Po wstrząsie w kopalni Zofiówka poszukiwanych jest siedmiu pracowników
– powiedziała rzeczniczka Wyższego Urzędu Górniczego (WUG) Anna Swiniarska-Tadla; reszta załogi została wycofana z zagrożonego rejonu.
Jak wcześniej podawał WUG, do silnego wstrząsu, odczuwalnego także na powierzchni, doszło godz. 11, 900 m pod ziemią.
Na miejscu jest osiem zastępów ratowników górniczych
- powiedziała rzeczniczka WUG.
Rodziny górników, którzy wciąż nie wyszli na powierzchnię po wstrząsie gromadzą się przed kopalnią #Zofiowka #Jastrzebie. - Nic nie wiemy, nadal czekamy na wieści - mówią. @zachodni pic.twitter.com/VPYTO5dyVZ
— Bartosz Wojsa (@BartoszWojsa) 5 maja 2018
Tzw.
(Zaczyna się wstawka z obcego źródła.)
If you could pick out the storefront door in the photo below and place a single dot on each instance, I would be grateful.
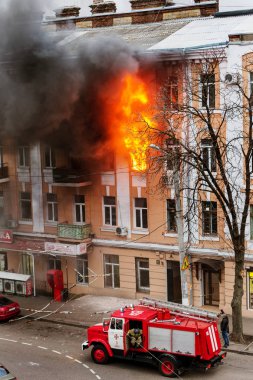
(211, 286)
(174, 293)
Ruch Zofiówka jest częścią działającej od 2013 r. kopalni Borynia-Zofiówka-Jastrzębie, należącej do JSW.
* * *
W ciągu minionych ponad 35 lat w polskim górnictwie węgla kamiennego doszło do kilkunastu poważnych katastrof i wypadków zbiorowych; w każdym z nich zginęło od kilku do ponad 30 osób - w sumie życie straciło w nich ponad 200 górników.
W 1974 r. w wyniku wybuchu pyłu węglowego w kopalni Silesia w Czechowicach-Dziedzicach zginęło 34 górników. Również 34 osoby zginęły w 1979 r. w kopalni Dymitrow w Bytomiu, kiedy podczas robót strzałowych wybuchł pył węglowy. W 1987 r. wybuch pyłu węglowego zabił 18 górników w kopalni Mysłowice, dziewiętnasta ofiara zmarła potem w szpitalu. W 1990 r. czterech górników udusiło się po wybuchu metanu w kopalni Śląsk w Rudzie Śląskiej. W tym samym roku metan wybuchł w kopalni Halemba - zginęło 19 górników, a ok. 20 zostało rannych.
CZYTAJ TEŻ: Zatrzęsła się ziemia w Jastrzębiu. Wciąż nie ma kontaktu z kilkoma pracownikami
W 1991 r. tąpnięcie kosztowało życie pięciu górników z Halemby. W 1993 r. silny wstrząs zabił sześciu górników w kopalni Miechowice w Bytomiu. W 1995 r. pięciu górników zmarło po tąpnięciu w kopalni Nowy Wirek w Rudzie Śląskiej. W 1996 r. pięciu górników udusiło się po tąpnięciu i wypływie metanu w kopalni Zabrze-Bielszowice. W 1998 r. w kopalni Niwka-Modrzejów podczas niezgodnej z przepisami penetracji wyrobiska zginęło sześciu ratowników górniczych; czterech, którzy weszli pierwsi, oraz dwóch spieszących im z pomocą. W 2000 r. skały stropowe przysypały trzech górników w zakładzie górniczym Piekary. W czerwcu 2005 r. zginęli dwaj górnicy w rudzkiej kopalni Pokój; w lipcu 2006 w tej samej kopalni zginęło czterech górników, którzy znaleźli się w strefie podziemnego zawału, wywołanego silnym wstrząsem górotworu i tąpnięciem.